The Environmental Protection Agency has reapproved the use of dicamba-based herbicides on genetically engineered cotton and soybeans, a move that is drawing renewed criticism from environmental groups and farm advocates who point to years of crop damage, court defeats and concerns over regulatory capture.
The decision, announced in Washington on Tuesday, allows continued spraying of dicamba, a herbicide known for drifting far beyond application sites. The reapproval comes despite federal court rulings in 2020 and again in 2024 that struck down previous EPA authorizations for the weedkiller as unlawful.
Since dicamba was first approved for over-the-top spraying in 2016, drift from its application has damaged millions of acres of farmland across the United States. Orchards, vegetable farms, home gardens, native plants, trees and wildlife refuges have all been affected, according to experts who describe dicamba drift as the worst herbicide-related damage in U.S. agricultural history. Critics say the latest approval offers even fewer protections than earlier versions that were rejected by the courts.
“The industry cronies at the EPA just approved a pesticide that drifts away from application sites for miles and poisons everything it touches,” said Nathan Donley, environmental health science director at the Center for Biological Diversity. “With the EPA taking aggressive pro-pesticide industry actions like this, it’s hard to see how Making America Healthy Again was anything but another broken campaign promise. When push comes to shove, this administration is willing to bend over backward to appease the pesticide industry, regardless of the consequences to public health or the environment.”
The approval follows recent staffing changes within the EPA’s Office of Chemical Safety and Pollution Prevention. Kyle Kunkler, a former lobbyist for the American Soybean Association, was appointed deputy assistant administrator for pesticides earlier this year. Kunkler has previously supported dicamba use and has not been recused from working on the chemical despite his lobbying background.
Kunkler reports to Nancy Beck and Lynn Dekleva, both former lobbyists for the American Chemistry Council, who are overseen by Doug Troutman, another former industry lobbyist recently confirmed to lead the EPA’s chemicals office following endorsement by the council.

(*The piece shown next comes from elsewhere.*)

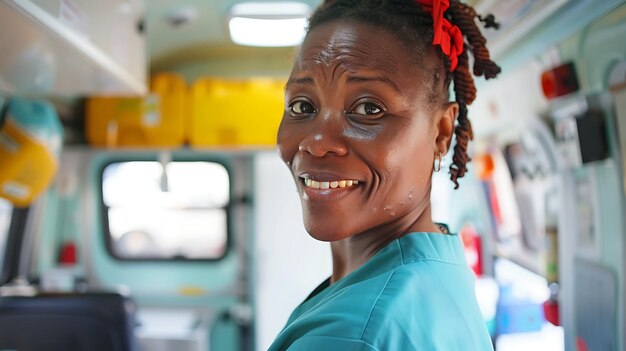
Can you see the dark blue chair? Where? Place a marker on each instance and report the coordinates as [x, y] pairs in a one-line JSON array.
[[67, 322]]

“The Trump administration’s hostility to farmers and rural America knows no bounds,” said Bill Freese, science director at the Center for Food Safety. “Dicamba drift damage threatens farmers’ livelihoods and tears apart rural communities. And these are farmers and communities already reeling from Trump’s ICE raids on farmworkers, the trade war shutdown of soybean exports to China, and Trump’s bailout of Argentina, whose farmers are selling soybeans to the Chinese — soybeans China used to buy from American growers.”
Concerns over dicamba are not new. A 2021 investigation by the EPA’s Inspector General found that key scientific evidence was excluded during the herbicide’s original approval, which occurred during the first Trump administration.
Dicamba spraying expanded rapidly after 2016, when Monsanto—now owned by Bayer—introduced genetically engineered soybeans and cotton designed to withstand the chemical. The resulting surge in use led to unprecedented levels of off-target damage, affecting both conventional crops and natural ecosystems.
The U.S. Department of Agriculture estimates that as many as 15 million acres of soybeans were damaged by dicamba drift in 2018 alone. Beekeepers in several states have reported sharp declines in honey production as flowering plants were suppressed by herbicide exposure, with Arkansas’ largest beekeeper ultimately relocating operations out of state.
In 2020, a federal court revoked dicamba’s registration, citing the EPA’s failure to assess how the herbicide “would tear the social fabric of farming communities.” Although the agency reapproved dicamba months later, a 2021 EPA report acknowledged that restrictions aimed at limiting drift had failed. In February 2024, a second federal court ban was issued, criticizing the EPA for not consulting affected farmers or other stakeholders.
The latest approval significantly weakens earlier safeguards. It eliminates calendar-based cut-off dates, allows year-round use, drops limits on daily application timing and removes requirements to review tank mixes, despite evidence that mixtures can increase volatility. A volatility buffer designed to protect endangered species has also been removed.
Opponents say the changes closely align with industry requests and leave farmers and rural communities exposed to continued damage, setting the stage for further legal challenges and deepening debate over the EPA’s oversight of agricultural chemicals.